We enter, treading on bark and wood chippings to take our seats, walking through a dark and damp wood, weaving past tall, spindling tree trunks. Naomi Dawson’s set design is eerie and immersive, like something from a dystopian fairy tale. Centre stage is a cabin, rusted and rotting, and draped in battered tarpaulin. A Woman (Lesley Sharp) is tending to a Boy (Finn Bennett), shivering in the foetal position. The lights go down, and illuminated above the woods is a kitchen scene. Sterile and all white, it’s reminiscent of a laboratory, with its great glass panels allowing us to observe the whole scene. There are a few signs of domestic life, some cereal boxes, toys strewn about, tea towels – and a red glowing baby monitor, with crackled cries streaming out of it.

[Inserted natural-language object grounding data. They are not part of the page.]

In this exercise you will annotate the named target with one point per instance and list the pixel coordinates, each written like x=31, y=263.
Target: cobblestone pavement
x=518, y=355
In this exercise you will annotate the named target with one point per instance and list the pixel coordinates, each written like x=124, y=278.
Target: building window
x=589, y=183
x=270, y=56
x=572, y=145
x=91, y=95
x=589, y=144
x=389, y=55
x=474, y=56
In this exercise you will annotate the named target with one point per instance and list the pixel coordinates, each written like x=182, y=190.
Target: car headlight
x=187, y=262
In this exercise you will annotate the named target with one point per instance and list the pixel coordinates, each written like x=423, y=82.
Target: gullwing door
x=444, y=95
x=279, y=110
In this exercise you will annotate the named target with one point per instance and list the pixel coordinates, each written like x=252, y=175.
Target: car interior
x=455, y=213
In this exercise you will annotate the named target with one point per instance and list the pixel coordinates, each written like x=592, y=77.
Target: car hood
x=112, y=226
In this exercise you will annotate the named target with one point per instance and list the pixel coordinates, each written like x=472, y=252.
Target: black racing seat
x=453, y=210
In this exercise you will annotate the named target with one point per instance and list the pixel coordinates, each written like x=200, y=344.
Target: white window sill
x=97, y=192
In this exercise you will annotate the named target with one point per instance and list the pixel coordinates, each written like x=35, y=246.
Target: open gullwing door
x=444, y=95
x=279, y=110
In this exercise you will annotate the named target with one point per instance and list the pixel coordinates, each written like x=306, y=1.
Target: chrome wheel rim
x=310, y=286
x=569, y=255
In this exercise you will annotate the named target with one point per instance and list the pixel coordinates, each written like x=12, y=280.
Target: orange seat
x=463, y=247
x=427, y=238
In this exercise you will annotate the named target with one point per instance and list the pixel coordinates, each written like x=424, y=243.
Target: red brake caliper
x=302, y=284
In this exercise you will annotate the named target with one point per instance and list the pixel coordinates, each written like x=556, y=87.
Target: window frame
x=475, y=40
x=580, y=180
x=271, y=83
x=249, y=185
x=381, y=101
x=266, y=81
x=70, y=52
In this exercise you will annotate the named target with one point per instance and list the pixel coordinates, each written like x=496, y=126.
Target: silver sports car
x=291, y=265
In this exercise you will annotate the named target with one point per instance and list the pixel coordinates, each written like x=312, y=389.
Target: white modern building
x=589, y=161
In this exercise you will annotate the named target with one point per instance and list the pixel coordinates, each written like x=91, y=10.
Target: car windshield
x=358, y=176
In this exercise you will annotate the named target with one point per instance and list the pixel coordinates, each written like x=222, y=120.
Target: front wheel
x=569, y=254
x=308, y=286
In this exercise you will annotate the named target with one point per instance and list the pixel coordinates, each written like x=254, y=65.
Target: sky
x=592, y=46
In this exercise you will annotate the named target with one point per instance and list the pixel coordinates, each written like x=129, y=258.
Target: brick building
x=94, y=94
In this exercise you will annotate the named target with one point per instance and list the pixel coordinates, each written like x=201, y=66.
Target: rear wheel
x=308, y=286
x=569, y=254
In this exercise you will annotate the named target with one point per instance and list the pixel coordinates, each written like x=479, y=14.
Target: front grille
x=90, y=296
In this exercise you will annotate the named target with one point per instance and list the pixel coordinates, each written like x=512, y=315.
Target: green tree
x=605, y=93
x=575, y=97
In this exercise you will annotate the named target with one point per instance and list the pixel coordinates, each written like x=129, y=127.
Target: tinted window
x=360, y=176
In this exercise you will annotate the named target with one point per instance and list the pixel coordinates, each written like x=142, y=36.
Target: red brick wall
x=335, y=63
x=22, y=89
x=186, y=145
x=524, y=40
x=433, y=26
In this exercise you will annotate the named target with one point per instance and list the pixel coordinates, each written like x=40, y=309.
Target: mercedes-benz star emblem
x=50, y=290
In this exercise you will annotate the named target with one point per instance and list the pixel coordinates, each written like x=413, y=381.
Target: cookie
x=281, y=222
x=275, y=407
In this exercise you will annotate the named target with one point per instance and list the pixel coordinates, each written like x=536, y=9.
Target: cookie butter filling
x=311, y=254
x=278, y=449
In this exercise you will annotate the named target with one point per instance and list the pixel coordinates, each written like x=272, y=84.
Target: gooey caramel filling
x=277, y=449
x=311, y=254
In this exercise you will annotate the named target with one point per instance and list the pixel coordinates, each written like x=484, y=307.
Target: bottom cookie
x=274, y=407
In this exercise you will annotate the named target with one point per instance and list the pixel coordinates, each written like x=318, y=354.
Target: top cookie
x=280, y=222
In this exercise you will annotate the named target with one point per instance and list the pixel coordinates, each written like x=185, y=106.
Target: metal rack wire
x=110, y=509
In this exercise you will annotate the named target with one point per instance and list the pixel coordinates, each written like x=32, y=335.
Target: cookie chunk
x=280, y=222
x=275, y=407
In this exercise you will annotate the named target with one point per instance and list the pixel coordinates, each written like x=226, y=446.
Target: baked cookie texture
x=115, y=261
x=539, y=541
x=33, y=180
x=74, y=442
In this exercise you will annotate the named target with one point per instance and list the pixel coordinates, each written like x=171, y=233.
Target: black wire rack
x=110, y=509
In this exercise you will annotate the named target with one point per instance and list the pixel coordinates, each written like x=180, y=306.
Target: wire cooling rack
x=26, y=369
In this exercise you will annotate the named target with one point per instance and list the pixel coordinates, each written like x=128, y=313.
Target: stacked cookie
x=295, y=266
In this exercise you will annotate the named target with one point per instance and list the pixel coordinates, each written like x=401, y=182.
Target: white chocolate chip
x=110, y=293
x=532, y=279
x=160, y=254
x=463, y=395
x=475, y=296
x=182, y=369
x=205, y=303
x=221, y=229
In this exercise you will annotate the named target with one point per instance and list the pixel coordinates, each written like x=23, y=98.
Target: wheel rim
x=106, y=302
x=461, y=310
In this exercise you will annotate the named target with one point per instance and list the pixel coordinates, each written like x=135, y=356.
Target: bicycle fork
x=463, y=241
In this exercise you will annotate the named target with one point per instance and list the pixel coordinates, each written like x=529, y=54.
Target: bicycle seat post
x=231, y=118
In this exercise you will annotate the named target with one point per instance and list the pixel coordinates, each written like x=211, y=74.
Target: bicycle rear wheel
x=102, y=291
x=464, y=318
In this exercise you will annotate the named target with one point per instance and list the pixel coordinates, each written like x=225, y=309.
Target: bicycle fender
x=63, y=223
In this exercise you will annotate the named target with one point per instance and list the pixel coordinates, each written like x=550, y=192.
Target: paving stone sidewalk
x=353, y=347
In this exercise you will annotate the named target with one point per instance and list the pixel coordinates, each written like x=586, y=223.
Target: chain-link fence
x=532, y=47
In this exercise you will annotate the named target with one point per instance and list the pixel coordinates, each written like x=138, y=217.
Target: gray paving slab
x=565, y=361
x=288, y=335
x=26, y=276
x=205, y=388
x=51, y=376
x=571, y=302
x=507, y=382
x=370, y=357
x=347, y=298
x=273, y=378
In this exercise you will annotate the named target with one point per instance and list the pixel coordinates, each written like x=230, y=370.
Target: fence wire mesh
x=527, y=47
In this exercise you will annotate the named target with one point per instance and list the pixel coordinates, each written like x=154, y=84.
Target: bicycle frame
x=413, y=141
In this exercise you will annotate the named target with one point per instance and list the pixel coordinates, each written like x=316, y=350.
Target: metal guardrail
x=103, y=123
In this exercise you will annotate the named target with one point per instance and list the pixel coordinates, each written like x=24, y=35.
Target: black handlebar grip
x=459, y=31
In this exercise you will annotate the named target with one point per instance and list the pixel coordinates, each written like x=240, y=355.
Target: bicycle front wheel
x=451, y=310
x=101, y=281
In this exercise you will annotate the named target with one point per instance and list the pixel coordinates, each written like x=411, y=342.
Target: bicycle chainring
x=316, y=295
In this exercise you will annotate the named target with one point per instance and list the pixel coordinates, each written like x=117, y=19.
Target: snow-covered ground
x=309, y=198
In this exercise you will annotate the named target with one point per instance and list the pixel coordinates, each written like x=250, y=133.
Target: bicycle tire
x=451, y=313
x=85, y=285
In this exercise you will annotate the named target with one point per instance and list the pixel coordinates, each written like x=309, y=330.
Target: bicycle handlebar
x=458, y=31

It becomes clear that either of the locations must be a figment of someone’s imagination. The kitchen as a memory, perhaps, or the woods as a metaphor for the mind, a dark and difficult landscape to navigate at the best of times, not least postpartum. As Sharp, in a thin, pale dress, potters about collecting firewood for the boy, mumbling in a deep Southern accent, we’re left trying to work the whole thing out. Where are we? Who is the Woman? Who is the Boy? A ghost? Real? Alive only in the Woman’s mind? The baby heard wailing on the monitor? It remains a mystery. The introduction of the Wolf (Tom Mothersdale), fails to bring any clarity. Dressed in a canary-yellow tracksuit, with wild hair and white loafers, he stalks the woods and watches the Woman, occasionally popping in to torment her.
Appearing in various costumes and with a multitude of accents to match, Mothersdale’s Wolf is genuinely chilling. He’s suave and cunning, but also has moments of extreme vulnerability and need, which when combined make him even more terrifying. He is entirely unpredictable, and seemingly inescapable. It appears he too lives in the woods, but when the Woman tries to leave with the Boy, he follows her. What does he want? Who is he? These questions also go largely unanswered, but it seems as though he exists in the same realm as the woods itself, and since the Woman can’t find a way out, that perhaps the woods are inside her.
Lucy Morrison’s production slowly trickles into real life, and the lines between the real and the surreal become increasingly blurred. The Woman slips in and out of her previous Southern drawl and into a flat, British accent. The woods, so deep and unreachable, suddenly become a children’s playground. But in these moments where both we and the Woman begin to see the light, as soon as things start to become clearer, we are plunged back into darkness again, oftentimes with the help of the Wolf.
Robert Alan Evans’s play, on the surface, seems like a metaphor for new motherhood, presenting it as an unruly, scary landscape – as we know it can be. Sharp as the Woman gives a tirelessly tense performance. I was exhausted just watching her. Mothersdale as the Wolf is masterfully sinister, but The Woods as a whole, however, is somehow both cryptic and transparent at the same time. What little that is revealed to us, is tipped out on us almost immediately. It doesn’t take a genius to piece the clues together, and then we’re just left with more of the same. Already menacing and disturbing, with a little refining and a deeper exploration into the psychological landscape, The Woods could be remarkable.